PX1(k2) = F(k1, k2)k1

The above proves the sliced projection theorem, and in fact it can be generalized to projections at any angle θ, as shown in Figure 4-22.

Figure 4-22 Schematic diagram of the generalization of the slice projection theorem to projections at any angle

The above discussion illustrates that, in principle, it is possible to set up a fast inverse projection method. The basic idea is as follows: for the one-dimensional Fourier transform of the projection function of each different angle, a two-dimensional Fourier transform function can be constructed, and then the two-dimensional inverse Fourier transform of this function can be used to obtain the velocity field distribution.
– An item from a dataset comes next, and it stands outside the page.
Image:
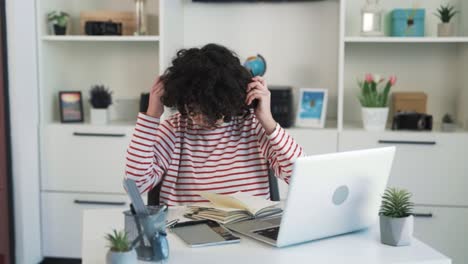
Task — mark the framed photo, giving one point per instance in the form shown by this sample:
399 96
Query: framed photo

The advantage of this method is that the operation speed is fast, but also can use the symmetry of the Fourier spectrum to halve the amount of data. The disadvantage of this method is that when interpolation is done in the frequency domain, the high-frequency loss is more serious, which will affect the imaging resolution, and, the interpolation calculation is also more time-consuming. For the case of seismological incomplete projection, the approach of finite angle projection reconstruction can be used or the use of sector filters to avoid the missing area of the observation point (Menke, 1985), which in turn will reduce the resolution of the image, but without losing the basic form. In addition, the straightness of the rays and the structural morphology of the source-receiver system should be strictly limited.

Other inversion methods for seismic stratigraphic imaging mainly include plethysmography or filtered inverse projection (Andersen et al., 1984; Liu Futian et al., 1989), algebraic reconstruction (Gordon et al., 1970; Liu Futian, 1988), and combined waveform and traveltime inversion (Dziewonski et al., 1993). etc., will not be described further.